I heard last night that AFL’s St. Kilda Football Club (a.k.a. the Saints), have put in a request to have a “Gay Pride” round when they play against Sydney Swans. Melbourne’s The Age the St. Kilda Football Club had lobbied league bosses to play the round to stand for equality and fight against homophobia. This was inspired by Jason Ball, the first openly gay footballer. His team, the Yarra Glen. have played such games, where they give out a rainbow coloured trophy, for the past two years.

When I first heard about this on 2GB last night, to be honest, I was underwhelmed. Usually when it comes to LGBTQ+ rights, I’m usually choking back tears until they roll down my cheeks. But last night, nothing. Well, nothing but maybe a bit of scepticism. Look, I’ve argued before that because of the AFL’s national reputation and how it’s a cultural phenomenon in Australia, that players and codes standing up for social issues like racism and Aboriginal recognition (e.g. the “Reconciliation Round”), plus it’s condemnation of violence against women is understandable. But such a divisive issue such as gay marriage? The caller who bought this to the attention to Andrew Bolt and Steve Price on 2GB last night who raised the topic and said that he didn’t need “education” or be “lectured to” at an AFL game.

Here is where I guess I worry. I worry that these pushes of such strong political issues, only alienates people. I fear that people, out of being so fatigued, will eventually turn a blind eye to LGBTQ+ issues (if they haven’t already). I fear that same – sex marriage opponents (some of them anyway), will finally spit it. And when all hell has broken loose, the people who are just fatigued by the whole same – sex marriage debate, even if they aren’t necessarily opponents, will give up the fight to combat issues facing the LGBTQ+ community such as suicide, bullying, harassment, being kicked out of home (for young people), etc.

All I’m saying is, give people breathing space. For platforms like AFL or NRL, don’t alienate supporters. Just back off and give people a chance to enjoy the game without any politics or sociology being thrown around. I mean, football is usually on Friday night or the weekend anyway. Isn’t that for a reason?

I’d be falling over if I saw football players having a purple, grey white and black trophy.

What do you think of St. Kilda’s decision next year? Too far or do you agree with it?

Ian Thorpe ‘Comes Out’ and Why It’s Still Hard To Come Out

Spoiler alert: Tonight (in Australia), a Michael Parkinson interview with former gold medallist Olympic swimmer Ian Thorpe will be televised at 6PM. And, according to blogger/ columnist Andrew Bolt, Thorpe admits that he is gay, despite denying it in the past.
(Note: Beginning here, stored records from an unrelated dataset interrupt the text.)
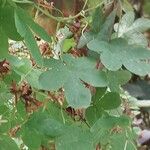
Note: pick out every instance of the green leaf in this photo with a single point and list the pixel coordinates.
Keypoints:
(106, 31)
(3, 44)
(69, 74)
(68, 44)
(6, 143)
(99, 93)
(97, 20)
(25, 32)
(109, 101)
(118, 78)
(101, 130)
(92, 114)
(44, 124)
(75, 138)
(32, 78)
(85, 38)
(31, 138)
(132, 30)
(25, 17)
(117, 53)
(8, 23)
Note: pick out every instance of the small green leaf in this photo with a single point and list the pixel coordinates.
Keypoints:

Bolt goes on to say that it shouldn’t be an issue. But for thousands of people who are anything other than cisgender and straight ( including myself as an asexual), it’s still hard to not identify as straight. In fact, an incident in the AFL where a player was called the P word, made Thorpe even more reluctant to come out.
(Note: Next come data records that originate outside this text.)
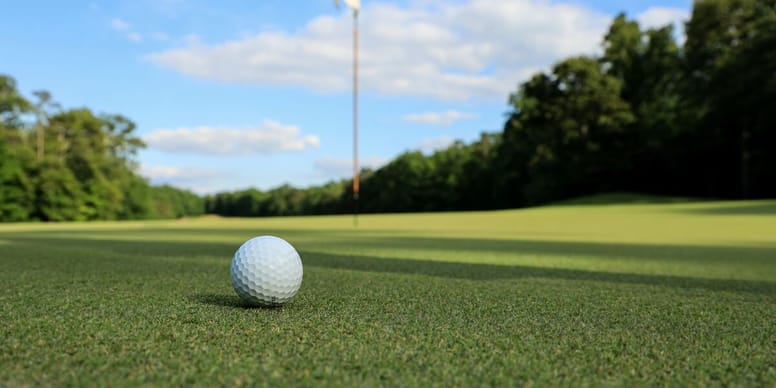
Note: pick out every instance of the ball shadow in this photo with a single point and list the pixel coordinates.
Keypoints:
(227, 301)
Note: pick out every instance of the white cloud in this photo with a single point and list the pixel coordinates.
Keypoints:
(434, 143)
(197, 179)
(160, 36)
(331, 167)
(135, 37)
(438, 118)
(124, 27)
(270, 137)
(478, 48)
(120, 24)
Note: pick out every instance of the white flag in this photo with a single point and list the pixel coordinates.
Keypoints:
(353, 4)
i have said before that I get why people are asking what the big deal is and have also argued strongly that, whether we like to admit it or not, homophobia/ bi phobia and Trans phobia are still common. The asexual community still deals with ridicule, invisibility, and at worst, violence. I do applaud Bolt’s attitude though. It would be nice if it was actually the case. It’s just not the reality… dare I say it… yet.

i would like for both the freedom to both come out to everyone without issue and also to not feel the need to come out. I would love for it to not bring uncertainty and fear for people who want to come out. I just honestly think we’re not there yet.